Beyond the relocation of production plants

By Jean-Pierre Barthole

The unprecedented health crisis that the world is facing reminds us, if necessary, of the great dependence of our countries on health products and materials designed overseas.

Will we face a shortage of medicines, for which China and India are the main suppliers, escalate the terrible difficulties of the moment? Will globalisation of the supply chain, without a complete assessment of the risks of supply disruption, deprive us of essential pharmaceutical active ingredients? Could the relocation of production in Europe be the solution[1] [2]?

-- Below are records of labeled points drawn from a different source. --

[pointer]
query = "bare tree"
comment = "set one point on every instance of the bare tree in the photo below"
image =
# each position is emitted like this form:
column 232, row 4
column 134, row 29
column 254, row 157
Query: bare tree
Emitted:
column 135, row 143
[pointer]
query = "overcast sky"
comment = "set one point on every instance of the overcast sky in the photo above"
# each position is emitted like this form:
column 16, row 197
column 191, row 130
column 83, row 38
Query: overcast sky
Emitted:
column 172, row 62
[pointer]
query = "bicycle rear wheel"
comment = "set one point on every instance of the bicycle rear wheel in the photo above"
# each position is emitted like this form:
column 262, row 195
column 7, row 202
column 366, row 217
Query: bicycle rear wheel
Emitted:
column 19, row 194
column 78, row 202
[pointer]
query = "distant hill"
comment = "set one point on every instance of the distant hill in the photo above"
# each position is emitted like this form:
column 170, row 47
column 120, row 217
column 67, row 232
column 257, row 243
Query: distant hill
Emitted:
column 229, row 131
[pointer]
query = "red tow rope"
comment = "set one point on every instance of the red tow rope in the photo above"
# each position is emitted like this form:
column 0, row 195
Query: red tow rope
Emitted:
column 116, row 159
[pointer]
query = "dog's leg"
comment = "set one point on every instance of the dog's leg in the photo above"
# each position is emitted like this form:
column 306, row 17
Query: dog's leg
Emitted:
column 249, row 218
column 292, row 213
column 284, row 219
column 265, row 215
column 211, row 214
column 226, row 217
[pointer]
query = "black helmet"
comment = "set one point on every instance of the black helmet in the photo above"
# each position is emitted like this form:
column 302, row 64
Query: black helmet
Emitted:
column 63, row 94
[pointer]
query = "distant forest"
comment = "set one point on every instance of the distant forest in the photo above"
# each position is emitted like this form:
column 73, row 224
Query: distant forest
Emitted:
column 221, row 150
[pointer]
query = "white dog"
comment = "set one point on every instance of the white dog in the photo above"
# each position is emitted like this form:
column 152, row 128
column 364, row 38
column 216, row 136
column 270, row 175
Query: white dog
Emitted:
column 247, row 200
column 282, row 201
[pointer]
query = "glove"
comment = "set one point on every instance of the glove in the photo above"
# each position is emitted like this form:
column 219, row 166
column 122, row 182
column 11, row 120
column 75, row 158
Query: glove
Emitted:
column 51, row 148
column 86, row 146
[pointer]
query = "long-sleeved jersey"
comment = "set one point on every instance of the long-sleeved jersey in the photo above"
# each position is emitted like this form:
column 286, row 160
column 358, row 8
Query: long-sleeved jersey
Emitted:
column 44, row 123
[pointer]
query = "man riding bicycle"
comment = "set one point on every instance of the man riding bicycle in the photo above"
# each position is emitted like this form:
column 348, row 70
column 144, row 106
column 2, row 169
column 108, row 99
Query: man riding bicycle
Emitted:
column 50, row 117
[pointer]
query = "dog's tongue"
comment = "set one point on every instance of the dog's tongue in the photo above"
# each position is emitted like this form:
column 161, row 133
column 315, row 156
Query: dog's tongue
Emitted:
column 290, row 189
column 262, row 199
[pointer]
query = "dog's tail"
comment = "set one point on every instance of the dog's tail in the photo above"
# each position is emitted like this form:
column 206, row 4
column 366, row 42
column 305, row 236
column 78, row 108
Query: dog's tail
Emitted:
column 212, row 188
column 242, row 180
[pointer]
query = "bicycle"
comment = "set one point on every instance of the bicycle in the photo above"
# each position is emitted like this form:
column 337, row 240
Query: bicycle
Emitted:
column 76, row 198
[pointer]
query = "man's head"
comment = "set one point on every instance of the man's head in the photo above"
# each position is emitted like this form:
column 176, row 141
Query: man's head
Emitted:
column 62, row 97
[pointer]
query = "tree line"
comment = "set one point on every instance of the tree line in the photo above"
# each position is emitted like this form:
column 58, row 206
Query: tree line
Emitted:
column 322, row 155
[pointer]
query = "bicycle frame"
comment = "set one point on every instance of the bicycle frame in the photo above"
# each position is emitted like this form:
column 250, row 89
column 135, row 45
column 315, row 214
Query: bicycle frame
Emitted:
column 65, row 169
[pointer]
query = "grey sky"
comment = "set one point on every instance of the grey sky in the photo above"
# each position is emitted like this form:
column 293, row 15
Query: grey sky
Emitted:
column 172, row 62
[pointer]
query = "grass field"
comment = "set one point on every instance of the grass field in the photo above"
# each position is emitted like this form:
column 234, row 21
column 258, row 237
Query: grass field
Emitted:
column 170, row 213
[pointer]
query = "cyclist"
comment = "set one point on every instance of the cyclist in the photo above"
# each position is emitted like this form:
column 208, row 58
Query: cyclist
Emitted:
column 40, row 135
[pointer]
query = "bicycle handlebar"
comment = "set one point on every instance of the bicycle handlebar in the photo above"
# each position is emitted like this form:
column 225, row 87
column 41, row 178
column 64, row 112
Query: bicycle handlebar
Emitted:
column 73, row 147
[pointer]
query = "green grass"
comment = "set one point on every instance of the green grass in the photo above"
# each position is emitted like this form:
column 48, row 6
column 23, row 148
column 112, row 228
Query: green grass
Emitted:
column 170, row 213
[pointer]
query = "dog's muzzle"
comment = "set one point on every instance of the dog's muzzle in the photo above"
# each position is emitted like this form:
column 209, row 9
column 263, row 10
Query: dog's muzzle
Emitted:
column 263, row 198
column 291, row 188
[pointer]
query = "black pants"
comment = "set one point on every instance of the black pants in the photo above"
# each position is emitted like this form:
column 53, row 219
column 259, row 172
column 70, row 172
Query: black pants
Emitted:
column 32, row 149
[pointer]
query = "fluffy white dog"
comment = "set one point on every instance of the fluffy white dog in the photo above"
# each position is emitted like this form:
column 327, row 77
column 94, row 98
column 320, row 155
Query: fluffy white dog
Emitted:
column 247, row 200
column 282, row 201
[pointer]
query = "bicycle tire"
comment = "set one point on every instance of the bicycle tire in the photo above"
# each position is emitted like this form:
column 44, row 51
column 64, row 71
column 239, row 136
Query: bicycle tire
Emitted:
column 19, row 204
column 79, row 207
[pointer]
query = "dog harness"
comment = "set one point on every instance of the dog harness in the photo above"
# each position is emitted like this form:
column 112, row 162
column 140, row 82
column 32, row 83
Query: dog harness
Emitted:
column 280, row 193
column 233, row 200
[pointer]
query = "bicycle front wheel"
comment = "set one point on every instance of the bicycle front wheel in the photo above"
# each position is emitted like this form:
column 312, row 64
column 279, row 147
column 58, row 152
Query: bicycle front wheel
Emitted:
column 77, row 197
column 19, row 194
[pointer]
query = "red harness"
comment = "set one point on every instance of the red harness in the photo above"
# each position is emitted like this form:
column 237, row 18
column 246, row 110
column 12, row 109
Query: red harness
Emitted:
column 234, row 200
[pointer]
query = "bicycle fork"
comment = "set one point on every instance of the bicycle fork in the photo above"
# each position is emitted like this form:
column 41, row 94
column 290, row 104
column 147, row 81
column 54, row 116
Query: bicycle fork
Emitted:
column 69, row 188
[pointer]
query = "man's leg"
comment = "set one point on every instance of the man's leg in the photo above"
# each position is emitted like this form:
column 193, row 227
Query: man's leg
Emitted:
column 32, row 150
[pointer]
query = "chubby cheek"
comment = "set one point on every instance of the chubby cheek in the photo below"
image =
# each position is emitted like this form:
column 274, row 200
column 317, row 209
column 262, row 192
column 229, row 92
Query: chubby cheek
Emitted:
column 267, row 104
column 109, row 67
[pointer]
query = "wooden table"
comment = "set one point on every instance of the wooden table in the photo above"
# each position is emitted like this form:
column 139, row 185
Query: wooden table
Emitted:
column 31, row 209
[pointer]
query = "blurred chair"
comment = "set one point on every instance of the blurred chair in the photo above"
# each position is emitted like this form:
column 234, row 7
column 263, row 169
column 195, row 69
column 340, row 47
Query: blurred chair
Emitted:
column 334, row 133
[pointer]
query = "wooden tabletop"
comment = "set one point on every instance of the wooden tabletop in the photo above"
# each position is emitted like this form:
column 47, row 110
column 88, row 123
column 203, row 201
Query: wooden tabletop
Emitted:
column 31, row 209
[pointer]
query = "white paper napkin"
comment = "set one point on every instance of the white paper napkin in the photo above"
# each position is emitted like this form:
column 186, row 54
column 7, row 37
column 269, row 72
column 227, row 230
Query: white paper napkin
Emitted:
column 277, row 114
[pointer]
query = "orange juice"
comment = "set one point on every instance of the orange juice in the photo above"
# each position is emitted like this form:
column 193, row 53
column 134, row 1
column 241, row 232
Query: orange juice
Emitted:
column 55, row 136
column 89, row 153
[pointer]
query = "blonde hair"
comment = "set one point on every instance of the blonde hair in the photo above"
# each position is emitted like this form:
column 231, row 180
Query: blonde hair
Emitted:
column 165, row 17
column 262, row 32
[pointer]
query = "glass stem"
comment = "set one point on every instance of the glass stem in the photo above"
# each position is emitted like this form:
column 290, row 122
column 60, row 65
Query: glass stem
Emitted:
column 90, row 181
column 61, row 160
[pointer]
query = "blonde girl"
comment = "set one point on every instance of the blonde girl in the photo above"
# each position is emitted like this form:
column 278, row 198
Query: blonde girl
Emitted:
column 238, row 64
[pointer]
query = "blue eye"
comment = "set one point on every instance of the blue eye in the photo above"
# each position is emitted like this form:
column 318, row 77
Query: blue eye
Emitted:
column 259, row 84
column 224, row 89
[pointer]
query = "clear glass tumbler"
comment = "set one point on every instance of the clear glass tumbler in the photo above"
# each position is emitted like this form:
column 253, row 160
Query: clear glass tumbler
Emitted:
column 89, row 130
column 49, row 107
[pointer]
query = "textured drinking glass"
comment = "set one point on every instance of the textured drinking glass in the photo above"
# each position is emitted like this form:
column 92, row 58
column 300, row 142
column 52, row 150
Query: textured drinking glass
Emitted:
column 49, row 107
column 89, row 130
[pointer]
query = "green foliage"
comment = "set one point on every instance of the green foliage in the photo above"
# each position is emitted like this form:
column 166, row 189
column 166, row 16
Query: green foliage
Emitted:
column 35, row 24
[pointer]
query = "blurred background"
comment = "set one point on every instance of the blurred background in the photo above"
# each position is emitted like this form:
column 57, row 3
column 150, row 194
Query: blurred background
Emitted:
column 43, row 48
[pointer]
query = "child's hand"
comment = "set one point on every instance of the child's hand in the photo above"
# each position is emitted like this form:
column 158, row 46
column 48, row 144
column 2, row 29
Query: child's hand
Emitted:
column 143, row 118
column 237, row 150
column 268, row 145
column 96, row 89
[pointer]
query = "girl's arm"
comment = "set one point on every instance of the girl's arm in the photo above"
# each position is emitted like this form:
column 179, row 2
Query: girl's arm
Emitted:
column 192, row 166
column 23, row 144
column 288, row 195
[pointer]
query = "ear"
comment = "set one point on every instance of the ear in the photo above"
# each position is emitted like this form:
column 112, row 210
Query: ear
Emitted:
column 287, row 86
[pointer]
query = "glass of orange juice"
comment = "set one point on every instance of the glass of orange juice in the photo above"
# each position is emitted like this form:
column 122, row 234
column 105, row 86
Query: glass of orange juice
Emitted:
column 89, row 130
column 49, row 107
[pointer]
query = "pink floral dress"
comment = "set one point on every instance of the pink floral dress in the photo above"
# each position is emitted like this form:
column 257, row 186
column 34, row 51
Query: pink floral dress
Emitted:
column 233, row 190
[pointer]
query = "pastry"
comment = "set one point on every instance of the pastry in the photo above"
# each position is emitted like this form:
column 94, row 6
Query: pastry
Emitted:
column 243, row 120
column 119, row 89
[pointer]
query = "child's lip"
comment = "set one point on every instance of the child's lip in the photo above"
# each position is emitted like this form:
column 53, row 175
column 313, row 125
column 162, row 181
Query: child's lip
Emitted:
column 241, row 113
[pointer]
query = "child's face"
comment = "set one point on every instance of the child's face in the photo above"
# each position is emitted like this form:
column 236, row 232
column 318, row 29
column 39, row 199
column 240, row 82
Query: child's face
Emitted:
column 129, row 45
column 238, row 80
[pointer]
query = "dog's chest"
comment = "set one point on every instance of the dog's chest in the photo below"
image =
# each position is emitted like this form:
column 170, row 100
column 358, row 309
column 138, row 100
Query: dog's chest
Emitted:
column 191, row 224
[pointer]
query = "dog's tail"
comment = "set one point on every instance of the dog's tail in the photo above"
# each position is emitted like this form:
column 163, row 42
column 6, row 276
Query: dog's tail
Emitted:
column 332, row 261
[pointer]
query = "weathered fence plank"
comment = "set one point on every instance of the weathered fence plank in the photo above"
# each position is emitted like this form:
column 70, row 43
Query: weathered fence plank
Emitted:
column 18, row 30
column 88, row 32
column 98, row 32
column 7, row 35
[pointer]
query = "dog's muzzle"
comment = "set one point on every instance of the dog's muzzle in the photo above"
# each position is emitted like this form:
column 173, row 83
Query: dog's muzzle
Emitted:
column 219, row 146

  • Until the 60’s, the pharmaceutical industry was grounded on chemotherapy : each chemical preparation’s compound has a therapeutic target. The active molecules were made out of 4 to 5 steps of chemical synthesis, on which the chemical industry has initiated its development through R&D.
  • Since then, the rise of biotechnologies has superseded chemotherapy. A new technology pathway opened up new innovation avenues to make new molecules. Through broad collaborations between companies and research institutions, the increasing knowledge, intellectual property and know-how have allowed to develop more sophisticated molecules out of more and more complex synthesis process including up to 25 steps. This went with significant capital and R&D costs.
  • Western countries’ politicians are worried about their health spending rise and, in order to cut costs, in particular for generic molecules. This led to a massive manufacturing relocation. As a matter of evidence, paracetamol, ibuprofen and penicillin, amongst many others, are respectively 60%, 50% and up to 90% made in China. This manufacturing dependence has reached a point that, under the current circumstances, a shortage of antibiotics is a matter of concern, as expressed recently by the European Chamber of Commerce in China.
  • European and US regulatory files relating to new molecules and their processes, have built up and become more complex.
    • Quality framework for active ingredients and patient safety imposes increasingly stringent rules throughout the design and production phase of the manufacturing units; this requires the development of cumbersome, time-consuming and costly files. Given the challenges of developing active ingredients, should we be pragmatic somehow ?
    • Authorisation dossiers have also become more complex …. A FDA file can be 100,000 pages long while it used to be only one third of it 30 years ago.[4]
  • Innovative molecule’s development cost has significantly increased, leading manufacturers to outsource all or part of the active ingredients synthesis steps, with the manufacture of building blocks (part of molecules) made in China at a height of about 50%.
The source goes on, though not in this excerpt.